Rechtsexperten weisen darauf hin, dass diese Pflichten kontextabhängig sind. Die Offenlegung entfällt etwa, wenn es für „eine vernünftigerweise informierte natürliche Person offensichtlich“ ist. Der neue Verhaltenskodex rät jedoch zu einer konservativen Herangehensweise und empfiehlt explizite Kennzeichnungen wie „Ich bin ein KI-Assistent“, um Compliance-Risiken zu vermeiden.
Gemischte Reaktionen und eng getakteter Zeitplan
Die Reaktionen der Tech-Branche fallen durchwachsen aus. Forscher äußerten bereits vergangene Woche Bedenken, dass die technischen Vorgaben für „unwahrnehmbare Wasserzeichen“ von sophisticateden Akteuren umgangen werden könnten – was ein trügerisches Sicherheitsgefühl erzeuge.

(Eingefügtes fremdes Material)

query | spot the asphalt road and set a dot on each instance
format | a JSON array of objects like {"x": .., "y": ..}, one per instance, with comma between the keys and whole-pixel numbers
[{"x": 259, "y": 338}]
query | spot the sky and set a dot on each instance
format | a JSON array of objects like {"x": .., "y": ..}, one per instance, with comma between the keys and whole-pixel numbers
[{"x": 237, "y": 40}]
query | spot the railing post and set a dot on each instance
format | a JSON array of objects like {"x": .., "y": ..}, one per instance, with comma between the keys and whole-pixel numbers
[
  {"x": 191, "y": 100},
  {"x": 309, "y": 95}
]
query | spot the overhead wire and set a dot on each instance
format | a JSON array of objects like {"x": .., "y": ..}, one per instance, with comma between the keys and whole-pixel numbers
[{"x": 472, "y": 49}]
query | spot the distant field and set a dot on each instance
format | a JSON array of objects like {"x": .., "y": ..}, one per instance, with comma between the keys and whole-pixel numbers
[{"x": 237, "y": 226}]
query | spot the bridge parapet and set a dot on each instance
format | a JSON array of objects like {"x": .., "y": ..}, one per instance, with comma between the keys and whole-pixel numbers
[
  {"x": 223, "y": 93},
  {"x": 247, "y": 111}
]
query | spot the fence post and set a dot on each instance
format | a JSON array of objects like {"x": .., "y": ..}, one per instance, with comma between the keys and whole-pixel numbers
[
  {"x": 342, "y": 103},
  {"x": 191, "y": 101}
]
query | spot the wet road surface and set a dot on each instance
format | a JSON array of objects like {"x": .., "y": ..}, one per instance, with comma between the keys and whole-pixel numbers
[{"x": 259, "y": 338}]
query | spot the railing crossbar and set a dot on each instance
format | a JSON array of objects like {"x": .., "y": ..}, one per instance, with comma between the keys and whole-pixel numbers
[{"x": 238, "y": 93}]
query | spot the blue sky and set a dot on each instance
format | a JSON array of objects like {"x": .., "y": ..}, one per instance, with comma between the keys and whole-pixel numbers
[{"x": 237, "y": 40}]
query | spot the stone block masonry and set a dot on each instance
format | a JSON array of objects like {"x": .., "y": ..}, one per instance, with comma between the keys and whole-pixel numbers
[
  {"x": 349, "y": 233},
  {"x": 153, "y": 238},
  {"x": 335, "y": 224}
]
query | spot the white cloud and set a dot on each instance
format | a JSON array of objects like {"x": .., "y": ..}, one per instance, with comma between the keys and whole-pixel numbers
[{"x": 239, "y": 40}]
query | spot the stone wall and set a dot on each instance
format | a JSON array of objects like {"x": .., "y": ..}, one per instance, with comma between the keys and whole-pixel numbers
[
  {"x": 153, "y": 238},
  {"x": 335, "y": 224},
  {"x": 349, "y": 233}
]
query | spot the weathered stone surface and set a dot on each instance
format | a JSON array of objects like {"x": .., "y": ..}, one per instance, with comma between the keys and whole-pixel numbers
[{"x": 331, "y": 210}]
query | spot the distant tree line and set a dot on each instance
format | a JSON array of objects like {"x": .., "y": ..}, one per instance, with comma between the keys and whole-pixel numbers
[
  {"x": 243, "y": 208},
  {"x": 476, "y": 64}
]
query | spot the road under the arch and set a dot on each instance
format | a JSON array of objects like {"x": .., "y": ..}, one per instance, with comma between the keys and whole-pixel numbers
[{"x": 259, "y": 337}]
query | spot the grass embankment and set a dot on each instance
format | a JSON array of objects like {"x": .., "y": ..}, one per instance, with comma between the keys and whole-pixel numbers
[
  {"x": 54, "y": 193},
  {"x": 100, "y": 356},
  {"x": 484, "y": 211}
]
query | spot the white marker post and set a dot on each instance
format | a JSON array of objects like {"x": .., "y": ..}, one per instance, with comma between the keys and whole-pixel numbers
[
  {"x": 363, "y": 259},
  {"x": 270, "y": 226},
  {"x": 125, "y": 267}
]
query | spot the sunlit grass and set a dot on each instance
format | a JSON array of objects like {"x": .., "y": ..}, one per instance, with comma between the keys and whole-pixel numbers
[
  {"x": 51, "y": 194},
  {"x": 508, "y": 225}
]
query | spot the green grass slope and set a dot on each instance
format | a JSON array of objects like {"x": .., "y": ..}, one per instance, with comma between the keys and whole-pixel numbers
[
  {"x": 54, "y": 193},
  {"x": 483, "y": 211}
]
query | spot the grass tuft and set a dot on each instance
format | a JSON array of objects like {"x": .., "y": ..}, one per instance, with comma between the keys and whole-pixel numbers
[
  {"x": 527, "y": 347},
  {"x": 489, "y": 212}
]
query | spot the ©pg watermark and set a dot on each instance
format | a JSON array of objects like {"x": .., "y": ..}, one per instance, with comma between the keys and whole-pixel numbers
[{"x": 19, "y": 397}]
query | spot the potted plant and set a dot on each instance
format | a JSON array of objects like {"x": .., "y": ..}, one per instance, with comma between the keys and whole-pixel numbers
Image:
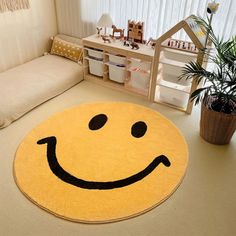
[{"x": 218, "y": 94}]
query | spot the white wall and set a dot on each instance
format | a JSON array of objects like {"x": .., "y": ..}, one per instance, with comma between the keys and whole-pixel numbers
[{"x": 25, "y": 34}]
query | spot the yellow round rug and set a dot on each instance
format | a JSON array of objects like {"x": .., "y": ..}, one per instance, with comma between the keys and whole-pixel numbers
[{"x": 101, "y": 162}]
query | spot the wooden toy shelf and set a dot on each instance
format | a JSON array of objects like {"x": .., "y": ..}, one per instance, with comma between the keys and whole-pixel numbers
[
  {"x": 170, "y": 57},
  {"x": 152, "y": 74}
]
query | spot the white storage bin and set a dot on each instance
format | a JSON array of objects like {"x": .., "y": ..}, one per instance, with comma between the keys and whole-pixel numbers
[
  {"x": 172, "y": 96},
  {"x": 95, "y": 67},
  {"x": 117, "y": 73},
  {"x": 139, "y": 80},
  {"x": 174, "y": 79},
  {"x": 143, "y": 65},
  {"x": 118, "y": 60},
  {"x": 95, "y": 53},
  {"x": 178, "y": 55}
]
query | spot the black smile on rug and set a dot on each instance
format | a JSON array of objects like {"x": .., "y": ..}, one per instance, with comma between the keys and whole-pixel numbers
[{"x": 68, "y": 178}]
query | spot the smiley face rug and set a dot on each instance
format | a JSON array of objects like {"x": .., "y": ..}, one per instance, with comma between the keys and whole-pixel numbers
[{"x": 101, "y": 162}]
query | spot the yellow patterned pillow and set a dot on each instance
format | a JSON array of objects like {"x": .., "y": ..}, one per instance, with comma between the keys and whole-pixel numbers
[{"x": 66, "y": 49}]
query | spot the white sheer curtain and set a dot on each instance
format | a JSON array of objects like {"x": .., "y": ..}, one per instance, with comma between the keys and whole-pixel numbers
[{"x": 79, "y": 17}]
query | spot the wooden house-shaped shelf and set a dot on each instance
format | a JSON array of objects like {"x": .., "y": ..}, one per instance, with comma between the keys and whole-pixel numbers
[
  {"x": 135, "y": 31},
  {"x": 169, "y": 58}
]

Dennoch drängen große Verbände ihre Mitglieder zur Teilnahme an der laufenden Konsultation. Stellungnahmen zum Entwurf des Kodexes können bis zum 23. Januar 2026 eingereicht werden. Ein zweiter Entwurf wird für März 2026 erwartet, die finale Fassung soll im Juni vorliegen. Dies gibt Unternehmen nur ein schmales Zeitfenster, um die geforderten Transparenztools zu testen und zu integrieren. Marktbeobachter verzeichnen bereits einen Boom bei „Transparenz-as-a-Service“-Startups, die vor allem kleineren Unternehmen ohne eigene Forschungsabteilung Compliance-Lösungen anbieten.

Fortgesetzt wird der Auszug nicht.